How can you unlock the potential of your data lake?
You’ve unlocked so much potential within your Data Lake, you should be able to take advantage
When I speak with people who have never worked with a data lake before, I like to use the metaphor of an actual lake. Streams, creeks, and rivers carry water into a lake, where it is cleaned by the natural processes that inhabit the lake. That clean water is then fed out of the lake by other streams, creeks, or rivers. Replace the word “water” with the word “data”, and you have the basic definition of a data lake.
In my first post in this Data Lake series (here), I wrote about how to best establish the foundation for your data lake. In my second post (here), I wrote about how to expand your data lake, and process the data to generate more insights more effectively. Once your Data Lake has a solid foundation and data flowing through it efficiently, the final piece of the puzzle is to make it available to your applications, both operational and analytical. While that sounds simple, it can become a huge logistical headache if you try to make your lake a one-stop shop itself for all access.
Being able to combine data from every incoming data stream is such a huge benefit of a data lake, but even if you have the most solid foundation of a data lake, and you’re processing data like crazy through the lake, it’s all for nothing if you can’t get that data out of the lake. In the physical lake metaphor that I described at the beginning, the third part of the journey is the clean water leaving the lake via a river or variety of streams. Understanding how that river or stream is created and maintained is key to maximizing the consumption, without duplicating your entire lake into databases and systems across your architecture.

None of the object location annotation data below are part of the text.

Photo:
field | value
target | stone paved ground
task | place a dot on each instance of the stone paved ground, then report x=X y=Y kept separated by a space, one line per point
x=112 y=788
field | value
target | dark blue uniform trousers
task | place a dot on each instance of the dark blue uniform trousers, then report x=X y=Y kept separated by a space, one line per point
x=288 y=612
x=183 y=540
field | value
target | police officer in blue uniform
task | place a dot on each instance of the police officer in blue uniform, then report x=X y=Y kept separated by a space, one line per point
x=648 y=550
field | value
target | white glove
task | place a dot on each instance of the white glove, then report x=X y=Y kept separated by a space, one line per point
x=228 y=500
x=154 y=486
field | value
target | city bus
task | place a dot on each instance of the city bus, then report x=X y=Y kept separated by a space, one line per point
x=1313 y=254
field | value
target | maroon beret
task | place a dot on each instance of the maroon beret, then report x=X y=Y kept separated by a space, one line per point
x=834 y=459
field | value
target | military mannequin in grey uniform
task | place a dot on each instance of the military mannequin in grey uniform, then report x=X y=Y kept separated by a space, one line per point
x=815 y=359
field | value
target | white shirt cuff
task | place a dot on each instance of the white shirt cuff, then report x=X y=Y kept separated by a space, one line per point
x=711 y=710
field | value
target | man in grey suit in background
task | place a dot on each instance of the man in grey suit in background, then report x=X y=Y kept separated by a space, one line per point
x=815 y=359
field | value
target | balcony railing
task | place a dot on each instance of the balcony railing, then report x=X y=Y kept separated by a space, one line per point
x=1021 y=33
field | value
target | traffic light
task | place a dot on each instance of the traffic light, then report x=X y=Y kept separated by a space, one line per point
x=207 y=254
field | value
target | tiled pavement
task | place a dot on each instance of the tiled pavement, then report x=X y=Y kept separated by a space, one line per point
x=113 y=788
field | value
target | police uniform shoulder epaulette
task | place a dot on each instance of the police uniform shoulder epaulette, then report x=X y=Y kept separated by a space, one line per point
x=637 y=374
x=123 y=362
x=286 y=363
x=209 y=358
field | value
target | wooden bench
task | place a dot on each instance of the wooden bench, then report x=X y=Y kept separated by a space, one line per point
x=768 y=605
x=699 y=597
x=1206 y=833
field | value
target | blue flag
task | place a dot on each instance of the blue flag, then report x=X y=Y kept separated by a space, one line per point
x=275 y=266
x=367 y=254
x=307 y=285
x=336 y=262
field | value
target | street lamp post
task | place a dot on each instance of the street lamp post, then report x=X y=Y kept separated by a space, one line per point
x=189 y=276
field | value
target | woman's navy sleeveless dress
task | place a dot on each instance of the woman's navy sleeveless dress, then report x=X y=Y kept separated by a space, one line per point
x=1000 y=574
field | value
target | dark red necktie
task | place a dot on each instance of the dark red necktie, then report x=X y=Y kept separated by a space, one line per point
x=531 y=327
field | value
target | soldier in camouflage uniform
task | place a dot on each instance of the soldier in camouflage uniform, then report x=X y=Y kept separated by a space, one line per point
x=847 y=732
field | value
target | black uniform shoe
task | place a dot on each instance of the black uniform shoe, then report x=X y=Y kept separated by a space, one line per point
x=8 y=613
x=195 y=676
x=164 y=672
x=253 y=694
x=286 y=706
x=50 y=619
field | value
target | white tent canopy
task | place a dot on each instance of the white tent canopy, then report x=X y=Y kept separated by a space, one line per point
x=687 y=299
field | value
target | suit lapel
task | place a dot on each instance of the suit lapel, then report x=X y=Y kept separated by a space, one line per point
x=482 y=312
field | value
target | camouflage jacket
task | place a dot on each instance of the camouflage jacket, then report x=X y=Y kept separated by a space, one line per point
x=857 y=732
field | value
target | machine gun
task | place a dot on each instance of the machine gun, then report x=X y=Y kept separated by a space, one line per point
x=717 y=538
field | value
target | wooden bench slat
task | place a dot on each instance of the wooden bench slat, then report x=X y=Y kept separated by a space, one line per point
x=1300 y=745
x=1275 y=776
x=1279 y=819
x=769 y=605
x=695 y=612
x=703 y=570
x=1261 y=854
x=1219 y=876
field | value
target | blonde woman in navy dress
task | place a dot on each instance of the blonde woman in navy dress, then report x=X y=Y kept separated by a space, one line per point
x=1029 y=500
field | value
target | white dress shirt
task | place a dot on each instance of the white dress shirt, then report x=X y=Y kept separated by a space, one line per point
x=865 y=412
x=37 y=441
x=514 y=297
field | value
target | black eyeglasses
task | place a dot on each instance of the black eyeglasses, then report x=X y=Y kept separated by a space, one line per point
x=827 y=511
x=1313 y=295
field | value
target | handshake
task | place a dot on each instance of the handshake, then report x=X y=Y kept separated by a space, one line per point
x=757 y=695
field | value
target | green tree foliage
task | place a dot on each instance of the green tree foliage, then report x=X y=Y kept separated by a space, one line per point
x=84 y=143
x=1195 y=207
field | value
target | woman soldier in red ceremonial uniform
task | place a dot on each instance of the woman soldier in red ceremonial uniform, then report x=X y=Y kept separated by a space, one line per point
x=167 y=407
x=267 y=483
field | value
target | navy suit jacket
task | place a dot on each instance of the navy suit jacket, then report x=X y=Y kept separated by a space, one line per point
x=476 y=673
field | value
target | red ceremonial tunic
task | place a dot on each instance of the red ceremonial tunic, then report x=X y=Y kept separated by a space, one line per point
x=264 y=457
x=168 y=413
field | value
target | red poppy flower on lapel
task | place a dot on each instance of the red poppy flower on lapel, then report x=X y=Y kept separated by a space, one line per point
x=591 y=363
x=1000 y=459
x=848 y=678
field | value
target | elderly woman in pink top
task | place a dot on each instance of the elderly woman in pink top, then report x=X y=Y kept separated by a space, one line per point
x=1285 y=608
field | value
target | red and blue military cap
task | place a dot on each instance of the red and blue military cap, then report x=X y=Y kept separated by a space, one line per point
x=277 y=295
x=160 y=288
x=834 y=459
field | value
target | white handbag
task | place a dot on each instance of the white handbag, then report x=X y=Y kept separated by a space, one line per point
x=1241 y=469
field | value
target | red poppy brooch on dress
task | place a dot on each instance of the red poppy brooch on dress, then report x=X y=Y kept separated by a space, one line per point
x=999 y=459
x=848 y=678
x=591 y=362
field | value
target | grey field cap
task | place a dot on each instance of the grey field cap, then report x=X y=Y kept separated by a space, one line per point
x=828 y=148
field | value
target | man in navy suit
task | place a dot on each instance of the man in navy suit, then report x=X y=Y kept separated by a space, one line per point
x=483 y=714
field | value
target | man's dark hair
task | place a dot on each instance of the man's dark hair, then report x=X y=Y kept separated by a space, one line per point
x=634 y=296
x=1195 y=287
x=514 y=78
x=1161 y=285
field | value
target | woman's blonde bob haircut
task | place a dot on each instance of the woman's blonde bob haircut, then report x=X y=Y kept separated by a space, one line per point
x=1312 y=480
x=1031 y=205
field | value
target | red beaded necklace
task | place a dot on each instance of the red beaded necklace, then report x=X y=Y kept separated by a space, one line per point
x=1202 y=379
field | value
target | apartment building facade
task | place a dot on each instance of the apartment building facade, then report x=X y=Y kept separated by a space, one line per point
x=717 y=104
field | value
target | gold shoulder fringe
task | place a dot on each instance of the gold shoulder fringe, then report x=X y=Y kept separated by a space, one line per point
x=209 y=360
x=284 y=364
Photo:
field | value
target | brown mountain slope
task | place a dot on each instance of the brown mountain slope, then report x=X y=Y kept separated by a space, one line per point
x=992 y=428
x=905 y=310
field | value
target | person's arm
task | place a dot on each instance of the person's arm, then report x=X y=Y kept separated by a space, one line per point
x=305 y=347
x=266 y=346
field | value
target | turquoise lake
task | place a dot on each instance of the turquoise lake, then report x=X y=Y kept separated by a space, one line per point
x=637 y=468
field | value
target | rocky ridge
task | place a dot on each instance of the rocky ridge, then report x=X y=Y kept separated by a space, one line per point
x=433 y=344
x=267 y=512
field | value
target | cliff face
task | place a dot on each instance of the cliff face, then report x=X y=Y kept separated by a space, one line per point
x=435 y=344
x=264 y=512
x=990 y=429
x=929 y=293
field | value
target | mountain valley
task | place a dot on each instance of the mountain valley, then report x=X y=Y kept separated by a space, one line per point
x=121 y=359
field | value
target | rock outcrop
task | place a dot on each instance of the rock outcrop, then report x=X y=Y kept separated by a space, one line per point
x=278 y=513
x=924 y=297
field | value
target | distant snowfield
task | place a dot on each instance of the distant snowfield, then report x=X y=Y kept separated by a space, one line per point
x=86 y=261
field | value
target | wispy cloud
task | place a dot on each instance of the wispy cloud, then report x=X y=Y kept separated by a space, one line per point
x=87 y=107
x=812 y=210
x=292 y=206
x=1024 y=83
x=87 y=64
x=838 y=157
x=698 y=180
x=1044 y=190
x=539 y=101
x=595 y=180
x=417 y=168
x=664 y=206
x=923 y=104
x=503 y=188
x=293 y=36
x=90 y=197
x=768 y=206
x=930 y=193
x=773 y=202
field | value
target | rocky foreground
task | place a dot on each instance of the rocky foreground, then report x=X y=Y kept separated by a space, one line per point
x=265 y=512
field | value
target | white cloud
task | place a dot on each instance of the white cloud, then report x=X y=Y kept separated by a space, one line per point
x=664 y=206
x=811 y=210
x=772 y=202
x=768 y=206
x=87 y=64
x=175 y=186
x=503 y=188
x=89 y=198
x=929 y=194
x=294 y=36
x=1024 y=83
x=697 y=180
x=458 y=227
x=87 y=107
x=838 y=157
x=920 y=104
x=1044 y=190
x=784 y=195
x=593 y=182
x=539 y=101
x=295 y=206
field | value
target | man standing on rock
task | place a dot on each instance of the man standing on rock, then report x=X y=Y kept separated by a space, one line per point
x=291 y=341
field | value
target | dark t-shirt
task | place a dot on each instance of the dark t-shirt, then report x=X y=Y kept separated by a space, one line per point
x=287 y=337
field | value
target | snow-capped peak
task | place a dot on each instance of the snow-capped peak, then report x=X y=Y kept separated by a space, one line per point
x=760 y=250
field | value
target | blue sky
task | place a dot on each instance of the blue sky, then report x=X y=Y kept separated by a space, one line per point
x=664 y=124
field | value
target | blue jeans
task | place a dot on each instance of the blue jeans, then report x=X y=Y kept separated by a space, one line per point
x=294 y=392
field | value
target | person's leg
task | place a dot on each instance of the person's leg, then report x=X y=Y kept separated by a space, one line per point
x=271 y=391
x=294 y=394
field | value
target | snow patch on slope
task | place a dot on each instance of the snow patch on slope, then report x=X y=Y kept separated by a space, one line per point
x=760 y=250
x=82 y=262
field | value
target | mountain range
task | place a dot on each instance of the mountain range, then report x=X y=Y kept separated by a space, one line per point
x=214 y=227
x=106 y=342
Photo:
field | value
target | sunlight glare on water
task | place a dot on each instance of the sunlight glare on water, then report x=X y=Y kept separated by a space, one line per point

As your data lake processes generate more and more data, and provide cleaner views into your organization, the value of that data consistently increases. However, there are multiple types of systems that may need to access the data, which could change how you want to make the data available.
As an Analytics Consultant, my first instinct is always to think about the analytics implications of a data solution. That mindset doesn’t change when it comes to data lakes. Many times, we see an initial implementation of a data lake used to combine data from many sources for analytical use cases, like combining data for dashboards and reports. The impact of an analytical use case does not require the same level of data availability and processing speed that an operational use case does, so it allows an organization to get comfortable with the new approaches and technologies.
There are multiple ways to consume analytical outcomes from a data lake, and they each depend on a number of factors: performance, frequency, modeling, and concurrency. Each of these factors generally have their own priority within a particular organization, but it’s the collective requirements that help to drive how an analytics consumption layer is set up on top of your data lake. There is never a wrong answer when it comes to how your analytics applications interact with your data lake, but there are certainly more efficient ways based on the needs of your organization.
For example, if you are looking to provide near real time analytics to an application, you may want to build a query layer directly on top of the data lake, allowing the dashboard to access the data as it’s updated in the lake. This goes back to the frequency factor, for your dashboard will require frequent refreshes itself. One example of this is if you have a customer service dashboard that is displayed on screens in your call center, providing analytics on the calls as they happen. This data, as it’s fed into the lake, should be available on the dashboard to better serve the needs of your call center team.
Let’s look at performance for a minute, though. If that call center was up on every single computer in the building, rather than one screen, having it pull live from the data lake might not be the best idea. Data lakes are fantastic for storing and processing data, but they leave a lot to be desired when it comes to actually querying the data. The way a data lake is stored, the data is partitioned in a way that is efficient for storage, not for querying. Data warehouses store the data in ways that are efficient for querying. So, if you need a performant way to query the data, pushing the data from the lake to a warehouse would be the best way to surface the data for consumption.
These are just two examples of how these different factors can impact how you determine what a consumption layer from your data lake would look like for an analytics application, but it’s crucial to look at all the factors when making those decisions. You may have a real-time requirement, but if that real-time requirement is spread across hundreds of users accessing an analytics application, there are ways to maintain that real-time need while publishing to a data warehouse to optimize query performance. By thinking holistically, you can make your analytics application much more efficient.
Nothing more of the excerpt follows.